The Virginia Supreme Court’s judicial emergency, which suspended all non-essential, non-emergency court hearings, expired on May 17 and court hearings across most of Virginia resumed on Monday, May 18. But a few weeks later, on June 8, the Supreme Court of Virginia acted on Gov. Northam’s request to halt all eviction proceedings through at least June 28.
DMV offices in Virginia began gradually reopening on Monday, May 18, and continue to open up more customer service centers around the state for appointments to handle business that can only be carried out in-person.
Extensions have been granted to people with expiring credentials for themselves or their vehicles, like licenses and registrations, and Virginia State Police have not been enforcing inspections.
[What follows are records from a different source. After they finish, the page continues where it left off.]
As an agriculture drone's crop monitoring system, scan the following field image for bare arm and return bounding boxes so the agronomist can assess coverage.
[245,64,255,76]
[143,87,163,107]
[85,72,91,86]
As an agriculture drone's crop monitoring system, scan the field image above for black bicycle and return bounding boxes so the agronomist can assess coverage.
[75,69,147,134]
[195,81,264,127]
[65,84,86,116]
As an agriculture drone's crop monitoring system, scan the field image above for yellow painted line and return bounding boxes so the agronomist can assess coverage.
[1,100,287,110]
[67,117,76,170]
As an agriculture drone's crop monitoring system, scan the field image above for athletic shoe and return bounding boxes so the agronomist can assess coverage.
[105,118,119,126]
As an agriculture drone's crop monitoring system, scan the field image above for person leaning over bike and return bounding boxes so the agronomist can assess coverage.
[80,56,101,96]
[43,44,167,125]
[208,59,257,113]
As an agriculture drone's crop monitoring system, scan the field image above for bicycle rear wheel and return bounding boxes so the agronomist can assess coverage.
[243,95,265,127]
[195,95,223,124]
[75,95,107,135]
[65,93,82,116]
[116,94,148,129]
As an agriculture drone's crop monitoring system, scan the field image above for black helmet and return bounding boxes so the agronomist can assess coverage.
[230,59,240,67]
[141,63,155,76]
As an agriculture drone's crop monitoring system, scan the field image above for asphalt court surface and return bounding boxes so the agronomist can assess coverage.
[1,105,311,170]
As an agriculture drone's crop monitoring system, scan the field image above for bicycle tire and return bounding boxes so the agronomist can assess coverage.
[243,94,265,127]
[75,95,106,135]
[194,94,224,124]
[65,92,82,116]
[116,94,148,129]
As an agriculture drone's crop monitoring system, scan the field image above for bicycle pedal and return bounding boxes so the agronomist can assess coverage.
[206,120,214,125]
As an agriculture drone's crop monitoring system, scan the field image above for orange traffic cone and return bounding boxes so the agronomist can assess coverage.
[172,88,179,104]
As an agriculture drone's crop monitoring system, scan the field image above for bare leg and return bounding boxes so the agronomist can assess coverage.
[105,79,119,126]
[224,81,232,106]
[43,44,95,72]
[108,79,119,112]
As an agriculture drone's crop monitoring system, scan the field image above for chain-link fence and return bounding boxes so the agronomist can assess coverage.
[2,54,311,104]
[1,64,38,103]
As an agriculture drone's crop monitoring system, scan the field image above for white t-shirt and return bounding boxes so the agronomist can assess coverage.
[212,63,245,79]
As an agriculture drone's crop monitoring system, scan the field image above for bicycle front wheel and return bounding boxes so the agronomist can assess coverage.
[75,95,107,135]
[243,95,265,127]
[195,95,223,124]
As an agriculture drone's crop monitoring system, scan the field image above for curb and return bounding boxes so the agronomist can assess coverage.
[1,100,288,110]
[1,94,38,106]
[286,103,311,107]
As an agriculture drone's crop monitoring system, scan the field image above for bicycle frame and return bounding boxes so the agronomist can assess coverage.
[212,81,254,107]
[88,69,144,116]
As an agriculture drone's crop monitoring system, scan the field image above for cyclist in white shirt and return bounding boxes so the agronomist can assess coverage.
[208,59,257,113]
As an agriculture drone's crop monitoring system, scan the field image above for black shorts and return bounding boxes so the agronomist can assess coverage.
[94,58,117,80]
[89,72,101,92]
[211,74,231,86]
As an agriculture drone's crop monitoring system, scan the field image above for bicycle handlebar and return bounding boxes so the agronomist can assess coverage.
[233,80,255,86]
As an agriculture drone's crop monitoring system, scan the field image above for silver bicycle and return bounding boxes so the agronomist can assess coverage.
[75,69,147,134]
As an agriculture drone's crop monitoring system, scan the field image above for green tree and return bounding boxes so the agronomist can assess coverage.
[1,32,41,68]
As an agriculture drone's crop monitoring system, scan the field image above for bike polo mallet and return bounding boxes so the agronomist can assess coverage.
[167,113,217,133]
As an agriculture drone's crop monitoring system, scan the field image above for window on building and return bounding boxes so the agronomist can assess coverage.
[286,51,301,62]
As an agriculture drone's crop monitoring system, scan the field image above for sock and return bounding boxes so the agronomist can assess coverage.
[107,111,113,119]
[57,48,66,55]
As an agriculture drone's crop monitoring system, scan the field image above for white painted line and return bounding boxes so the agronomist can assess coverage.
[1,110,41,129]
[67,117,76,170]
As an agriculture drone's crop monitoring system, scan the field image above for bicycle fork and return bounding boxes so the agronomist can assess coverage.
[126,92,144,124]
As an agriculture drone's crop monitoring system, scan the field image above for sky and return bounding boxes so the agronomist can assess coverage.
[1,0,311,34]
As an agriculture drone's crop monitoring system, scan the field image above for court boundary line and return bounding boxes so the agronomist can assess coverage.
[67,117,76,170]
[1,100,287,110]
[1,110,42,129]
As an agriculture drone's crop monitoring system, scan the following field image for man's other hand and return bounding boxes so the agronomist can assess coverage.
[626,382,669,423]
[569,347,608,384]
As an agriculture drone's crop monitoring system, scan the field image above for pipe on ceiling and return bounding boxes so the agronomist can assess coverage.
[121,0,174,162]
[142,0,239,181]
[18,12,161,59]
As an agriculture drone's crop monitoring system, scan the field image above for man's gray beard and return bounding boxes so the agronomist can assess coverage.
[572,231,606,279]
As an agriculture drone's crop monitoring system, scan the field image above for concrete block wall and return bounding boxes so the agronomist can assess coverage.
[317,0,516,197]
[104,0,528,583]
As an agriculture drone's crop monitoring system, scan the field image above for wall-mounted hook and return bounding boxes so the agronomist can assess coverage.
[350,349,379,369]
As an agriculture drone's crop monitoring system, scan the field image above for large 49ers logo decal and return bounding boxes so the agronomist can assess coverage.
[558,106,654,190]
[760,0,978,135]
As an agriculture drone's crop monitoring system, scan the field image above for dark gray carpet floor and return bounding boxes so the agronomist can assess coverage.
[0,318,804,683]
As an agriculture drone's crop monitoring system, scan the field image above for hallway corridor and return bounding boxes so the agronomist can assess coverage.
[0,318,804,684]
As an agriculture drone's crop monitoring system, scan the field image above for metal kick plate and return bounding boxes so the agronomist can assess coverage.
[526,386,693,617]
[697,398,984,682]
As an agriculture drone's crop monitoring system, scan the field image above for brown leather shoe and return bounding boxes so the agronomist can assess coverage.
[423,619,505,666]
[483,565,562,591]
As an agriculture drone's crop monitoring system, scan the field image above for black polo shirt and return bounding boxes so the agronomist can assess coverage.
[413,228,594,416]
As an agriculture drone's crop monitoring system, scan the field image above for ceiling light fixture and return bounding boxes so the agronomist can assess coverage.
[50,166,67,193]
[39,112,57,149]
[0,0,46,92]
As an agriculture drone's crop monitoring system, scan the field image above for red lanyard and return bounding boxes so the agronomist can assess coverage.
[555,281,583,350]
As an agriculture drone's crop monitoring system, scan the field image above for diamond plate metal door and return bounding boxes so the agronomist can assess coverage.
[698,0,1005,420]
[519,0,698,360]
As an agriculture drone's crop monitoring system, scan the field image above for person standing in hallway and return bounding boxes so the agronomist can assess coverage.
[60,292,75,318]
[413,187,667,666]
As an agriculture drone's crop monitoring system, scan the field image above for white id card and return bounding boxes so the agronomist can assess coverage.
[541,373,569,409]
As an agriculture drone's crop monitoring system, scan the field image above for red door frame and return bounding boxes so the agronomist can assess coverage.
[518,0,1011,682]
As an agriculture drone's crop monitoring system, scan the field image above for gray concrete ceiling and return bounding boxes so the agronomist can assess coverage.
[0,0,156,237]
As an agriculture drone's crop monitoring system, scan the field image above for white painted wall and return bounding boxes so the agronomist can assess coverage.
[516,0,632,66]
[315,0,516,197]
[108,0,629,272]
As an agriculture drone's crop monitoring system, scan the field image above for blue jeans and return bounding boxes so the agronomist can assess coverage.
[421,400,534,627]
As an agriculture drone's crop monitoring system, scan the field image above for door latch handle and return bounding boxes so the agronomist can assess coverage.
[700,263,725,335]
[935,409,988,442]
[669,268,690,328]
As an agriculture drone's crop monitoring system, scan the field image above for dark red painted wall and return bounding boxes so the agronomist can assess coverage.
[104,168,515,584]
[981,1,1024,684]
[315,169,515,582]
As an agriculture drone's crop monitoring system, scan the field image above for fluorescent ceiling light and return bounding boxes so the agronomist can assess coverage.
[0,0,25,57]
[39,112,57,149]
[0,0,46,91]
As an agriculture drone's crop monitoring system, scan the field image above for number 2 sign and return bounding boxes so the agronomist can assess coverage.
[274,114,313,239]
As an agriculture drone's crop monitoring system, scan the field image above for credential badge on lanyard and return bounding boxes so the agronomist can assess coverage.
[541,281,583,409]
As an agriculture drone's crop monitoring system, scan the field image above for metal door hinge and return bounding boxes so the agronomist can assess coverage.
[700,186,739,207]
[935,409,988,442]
More information on Virginia entering Phase 3 can be found here.
What to know about preventing the virus
Most people don't suffer much from COVID-19, but it can cause severe illness in the elderly and people with existing health problems.
It spreads primarily through respiratory droplets produced when an infected person coughs or sneezes. Those droplets may land on objects and surfaces. Other people may contract the virus by touching those objects or surfaces and then touching their eyes, nose, or mouth.
The coronavirus that causes COVID-19 can cause mild to more severe respiratory illness. In a small proportion of patients, COVID-19 can cause death, particularly among those who are older or who have chronic medical conditions. Symptoms include fever, cough, and difficulty breathing. Symptoms appear within 14 days of being exposed to an infectious person.
To lower the risk of respiratory germ spread, including COVID-19, the Virginia Department of Health encourages the following effective behaviors:
• Wash your hands often with soap and water for at least 20 seconds. Use an alcohol-based hand sanitizer only if soap and water are not available.
• Avoid touching your eyes, nose, and mouth.
• Cover your mouth and nose with a tissue or your sleeve (not your hands) when coughing or sneezing.
• Clean and disinfect frequently touched objects and surfaces.
• Stay home when you are sick.
• Avoid contact with sick people.
• Avoid non-essential travel.
There is currently no vaccine to prevent or antiviral medication to treat COVID-19. The best way to avoid illness is preventing exposure, which is why governments around the world have implemented Stay at Home orders.